A defiant Transport Minister Shane Ross has said the decision to reopen Stepaside Garda Station in his constituency was not “stroke politics”.
Speaking last night, he defended the decision to reopen the station, saying: “I did what I said I would do. I used my clout to reopen Garda stations over the country. It was not stroke politics. The case to reopen Stepaside was compelling; that is why it happened.”
Mr Ross refuted comments from his Independent Alliance colleague John Halligan in an interview with the Irish Examiner last month that Taoiseach Leo Varadkar promised to deliver on Stepaside days before he succeeded Enda Kenny. Mr Varadkar and Mr Ross are under fire for the “political stroke” which led to the June 13 decision to reopen Stepaside Garda Station ahead of other stations.
At a hearing of the Public Accounts Committee (PAC) yesterday with acting Garda Commissioner Dónall Ó Cualáin, it emerged that gardaí recommended the reopening of four stations on June 9, but that only Stepaside got the go-ahead.
Several members of the PAC are demanding answers from Justice Minister Charlie Flanagan, Noel Waters, the top official in the Department of Justice, and the head of Garda HR, over their role in the “political stroke” which led to the decision. Fianna Fáil TD Marc MacSharry has written to committee chairman Sean Fleming, asking him to invite the three men and Mr Ó Cualáin to appear before PAC.
The move to reopen Stepaside was heralded by Mr Ross when he hung a large banner outside the station on the day of the announcement.
At the PAC yesterday, Mr Ross and Mr Varadkar were accused of the “political cherrypicking” of Stepaside Garda Station for reopening on the back of an unfinished internal report.
The Department of Justice had been advised to reinvest in the city suburb in an interim report on the reopening of six stations by Assistant Commissioner John O’Driscoll.
The acting Garda chief revealed that Rush station in North Co Dublin was also recommended for reopening in the same review, along with two other stations outside the capital.
Two other locations were identified for new stations to be built. Mr Ó Cualáin insisted the controversial reopening of a station in a Government minister’s constituency was based purely on policing, but members rejected his comments.

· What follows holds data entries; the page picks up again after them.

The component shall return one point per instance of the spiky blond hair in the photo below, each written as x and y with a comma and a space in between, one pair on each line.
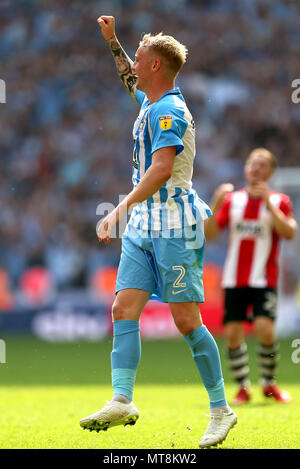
266, 154
173, 52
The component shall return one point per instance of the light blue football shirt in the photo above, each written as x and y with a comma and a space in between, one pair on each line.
166, 122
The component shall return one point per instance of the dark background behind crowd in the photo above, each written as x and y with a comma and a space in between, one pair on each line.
65, 130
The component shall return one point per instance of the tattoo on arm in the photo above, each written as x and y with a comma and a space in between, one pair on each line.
124, 66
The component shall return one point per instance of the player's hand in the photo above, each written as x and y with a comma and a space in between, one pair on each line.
260, 190
107, 25
105, 228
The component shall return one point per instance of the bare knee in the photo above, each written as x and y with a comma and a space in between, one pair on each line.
186, 319
265, 330
234, 334
119, 311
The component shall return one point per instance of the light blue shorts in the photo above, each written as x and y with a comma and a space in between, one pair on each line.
167, 264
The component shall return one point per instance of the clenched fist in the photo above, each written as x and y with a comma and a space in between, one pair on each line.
107, 25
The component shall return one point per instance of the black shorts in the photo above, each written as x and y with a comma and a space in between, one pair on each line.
246, 303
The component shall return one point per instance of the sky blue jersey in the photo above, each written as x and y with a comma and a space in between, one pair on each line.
166, 122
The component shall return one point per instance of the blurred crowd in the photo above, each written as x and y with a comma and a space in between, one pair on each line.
65, 130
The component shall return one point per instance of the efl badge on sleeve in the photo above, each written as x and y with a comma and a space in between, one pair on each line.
165, 122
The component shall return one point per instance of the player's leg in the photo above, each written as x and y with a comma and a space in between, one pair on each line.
235, 311
207, 359
126, 353
179, 261
268, 349
135, 282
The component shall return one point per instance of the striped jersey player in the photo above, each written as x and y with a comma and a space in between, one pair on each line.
257, 218
253, 246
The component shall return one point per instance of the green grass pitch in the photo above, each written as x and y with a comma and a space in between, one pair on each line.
46, 388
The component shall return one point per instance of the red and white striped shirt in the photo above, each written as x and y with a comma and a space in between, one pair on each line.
252, 255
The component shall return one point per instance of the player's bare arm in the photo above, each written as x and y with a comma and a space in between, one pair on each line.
156, 176
284, 226
122, 61
211, 227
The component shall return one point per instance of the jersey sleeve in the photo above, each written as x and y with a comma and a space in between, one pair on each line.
222, 217
168, 126
139, 96
286, 205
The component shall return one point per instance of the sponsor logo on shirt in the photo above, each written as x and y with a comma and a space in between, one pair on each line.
165, 122
249, 230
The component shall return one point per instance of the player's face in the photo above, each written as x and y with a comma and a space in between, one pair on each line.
258, 169
142, 67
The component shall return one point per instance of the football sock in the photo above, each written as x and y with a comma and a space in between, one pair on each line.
239, 365
125, 357
268, 360
206, 355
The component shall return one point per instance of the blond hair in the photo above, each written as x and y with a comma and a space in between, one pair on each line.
168, 48
266, 154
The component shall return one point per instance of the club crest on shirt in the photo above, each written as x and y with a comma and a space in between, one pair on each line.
165, 122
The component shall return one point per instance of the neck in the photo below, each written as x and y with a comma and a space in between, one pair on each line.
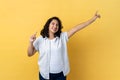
51, 35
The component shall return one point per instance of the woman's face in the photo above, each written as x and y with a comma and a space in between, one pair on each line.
53, 26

Speaking to the Irish Examiner, Social Democrats TD and PAC member Catherine Murphy said: “The absence of any other evidence suggests that conclusion that it was a stroke. When you match that with what John Halligan told your paper, you can only come to that conclusion.”
Fianna Fáil’s Shane Cassells echoed her words and said
“the dogs in the street” know that this was a political decision aimed at keeping Mr Ross happy.
Mr Cassells said the role of the Department of Justice in this saga left a lot of questions that need answering and called for Mr Waters to come before the committee.
The report has not been published and no decisions were announced about the four other locations when Stepaside was confirmed on June 13 at Mr Kenny’s last Cabinet meeting as taoiseach.
Mr Ó Cualáin told the committee he stands by the Stepaside recommendation, and insisted it was about policing. “I’m not aware that anybody brought any pressure to bear,” he told the committee.
Mr Ó Cualáin added: “The only criteria that I can consider as commissioner are based on policing needs and requirements for the communities.”
The final report is expected to be given to Government in the coming weeks.
Sinn Fein deputy leader Mary Lou McDonald said: “It’s a disgrace that political cherry picking of Garda decisions happens.”